The first batch of 100 Isuzu-manufactured 29-seater buses has arrived for state operators Metro Mass Transit (MMT) and the State Transport Corporation (STC), with two further deliveries of 100 each scheduled for August and November. The procurement is designed to ease commuter pressure on high-traffic corridors. But it arrives as Ghana actively pursues international funding for its clean energy transition.
The country’s updated Nationally Determined Contributions (NDCs) under the Paris Agreement identify electric mobility as a primary pathway for cutting transport emissions, improving urban air quality and reducing the health burden of pollution. The National Energy Transition Plan (NETP), covering 2022 to 2070, places transport sector reform at the centre of the country’s net-zero strategy.
Procuring 300 internal combustion engine (ICE) buses at this scale sends a contradictory signal to the institutions that finance those commitments. Climate finance partners assess government credibility partly through alignment between stated climate goals and actual public spending decisions. Buses that will remain in operation for 10 to 15 years are precisely the category of asset those assessments scrutinise.
“The credibility gap is real,” said Shika Akpaloo, Senior Project Officer at the Centre for Extractives and Development, Africa (CEDA).
She argued that credibility requires more than acknowledging the tension between immediate service delivery and long-term decarbonisation. It demands active management, including a transparent assessment of electric vehicle (EV) alternatives before committing to fossil fuel assets at scale. That assessment does not appear to have preceded this procurement.
The concern extends to the private sector. When the state buys at scale, it shapes the commercial calculus for investors deciding whether to finance EV charging infrastructure, local bus assembly capacity or battery supply chains in Ghana. A sustained government preference for diesel signals limited near-term demand for the ecosystem that electric mobility requires to grow.
Ghana’s EV policy, introduced in 2023, targets 35 percent EV penetration in new vehicle sales and 60 percent electrification of the government fleet by 2035. Buses introduced now will still be in service well past that deadline, competing for fiscal resources and institutional focus with the EV investments the policy envisions.
The Ministry of Energy and Green Transition has defended the procurement as a necessary short-term response to urgent commuter demand, noting that the energy transition is envisioned over a long horizon.

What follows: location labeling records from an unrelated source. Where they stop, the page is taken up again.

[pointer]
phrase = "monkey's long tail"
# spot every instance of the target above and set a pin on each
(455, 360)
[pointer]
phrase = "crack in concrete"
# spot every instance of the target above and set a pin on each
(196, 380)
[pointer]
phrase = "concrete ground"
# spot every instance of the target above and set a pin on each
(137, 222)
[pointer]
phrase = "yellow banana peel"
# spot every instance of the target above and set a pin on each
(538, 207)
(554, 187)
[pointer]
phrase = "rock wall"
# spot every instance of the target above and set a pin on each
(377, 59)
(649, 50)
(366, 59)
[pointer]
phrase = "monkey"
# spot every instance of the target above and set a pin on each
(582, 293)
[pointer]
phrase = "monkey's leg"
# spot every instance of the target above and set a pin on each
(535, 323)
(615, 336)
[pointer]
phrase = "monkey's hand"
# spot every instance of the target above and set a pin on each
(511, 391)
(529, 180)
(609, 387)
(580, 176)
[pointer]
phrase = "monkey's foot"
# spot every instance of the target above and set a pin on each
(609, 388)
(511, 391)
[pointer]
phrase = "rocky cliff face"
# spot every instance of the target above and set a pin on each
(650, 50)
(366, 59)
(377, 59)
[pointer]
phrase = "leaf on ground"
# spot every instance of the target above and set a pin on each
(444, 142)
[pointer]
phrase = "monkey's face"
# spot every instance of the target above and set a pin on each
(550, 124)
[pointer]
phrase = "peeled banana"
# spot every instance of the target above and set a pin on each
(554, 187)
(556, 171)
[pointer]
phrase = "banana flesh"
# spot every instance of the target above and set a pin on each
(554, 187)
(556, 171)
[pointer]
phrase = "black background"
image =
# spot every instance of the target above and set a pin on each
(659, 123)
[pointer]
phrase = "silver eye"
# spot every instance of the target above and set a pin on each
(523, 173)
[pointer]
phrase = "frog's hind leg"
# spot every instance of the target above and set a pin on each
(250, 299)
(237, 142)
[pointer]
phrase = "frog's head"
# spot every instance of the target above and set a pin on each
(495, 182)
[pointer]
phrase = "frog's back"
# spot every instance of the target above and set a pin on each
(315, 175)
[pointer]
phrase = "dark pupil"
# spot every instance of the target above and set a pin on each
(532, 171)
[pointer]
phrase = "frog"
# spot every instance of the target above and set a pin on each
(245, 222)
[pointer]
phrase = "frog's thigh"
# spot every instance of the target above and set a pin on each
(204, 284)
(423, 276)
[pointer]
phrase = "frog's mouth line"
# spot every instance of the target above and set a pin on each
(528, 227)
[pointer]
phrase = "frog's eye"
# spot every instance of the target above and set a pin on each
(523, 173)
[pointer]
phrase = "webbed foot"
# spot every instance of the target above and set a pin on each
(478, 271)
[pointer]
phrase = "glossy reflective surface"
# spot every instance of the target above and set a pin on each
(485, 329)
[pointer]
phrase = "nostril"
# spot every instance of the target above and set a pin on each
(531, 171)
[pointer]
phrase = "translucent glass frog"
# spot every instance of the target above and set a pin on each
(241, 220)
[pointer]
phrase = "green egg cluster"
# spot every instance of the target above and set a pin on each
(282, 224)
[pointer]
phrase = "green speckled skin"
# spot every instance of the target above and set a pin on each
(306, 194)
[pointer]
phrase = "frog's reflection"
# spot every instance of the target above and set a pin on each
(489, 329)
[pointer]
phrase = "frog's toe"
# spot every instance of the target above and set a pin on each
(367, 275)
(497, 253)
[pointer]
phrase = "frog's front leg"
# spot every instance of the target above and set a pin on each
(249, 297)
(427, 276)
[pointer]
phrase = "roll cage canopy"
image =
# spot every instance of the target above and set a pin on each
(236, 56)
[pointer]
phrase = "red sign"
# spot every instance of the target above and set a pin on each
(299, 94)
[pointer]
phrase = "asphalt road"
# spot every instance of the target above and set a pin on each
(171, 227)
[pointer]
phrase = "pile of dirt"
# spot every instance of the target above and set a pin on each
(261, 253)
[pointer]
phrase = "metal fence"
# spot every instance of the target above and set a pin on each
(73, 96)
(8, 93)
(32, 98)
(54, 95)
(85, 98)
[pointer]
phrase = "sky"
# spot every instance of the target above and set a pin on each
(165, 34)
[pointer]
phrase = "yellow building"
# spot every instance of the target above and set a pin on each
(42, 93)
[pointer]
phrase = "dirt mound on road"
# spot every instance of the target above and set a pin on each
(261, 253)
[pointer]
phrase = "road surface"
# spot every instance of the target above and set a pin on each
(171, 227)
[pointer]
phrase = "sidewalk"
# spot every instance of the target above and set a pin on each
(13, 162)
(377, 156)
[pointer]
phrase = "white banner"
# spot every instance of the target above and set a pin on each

Officials argue that modern fossil fuel assets, balanced against investments in renewable energy, can converge toward net-zero emissions over time.
That argument does not resolve the sequencing problem. Kenya, Rwanda and India have each demonstrated that public transport electrification can advance rapidly when procurement policy and targeted financing align. For Ghana, the central question is no longer whether the transition is desirable. It is whether the decisions being made today are building or quietly eroding the foundation for it.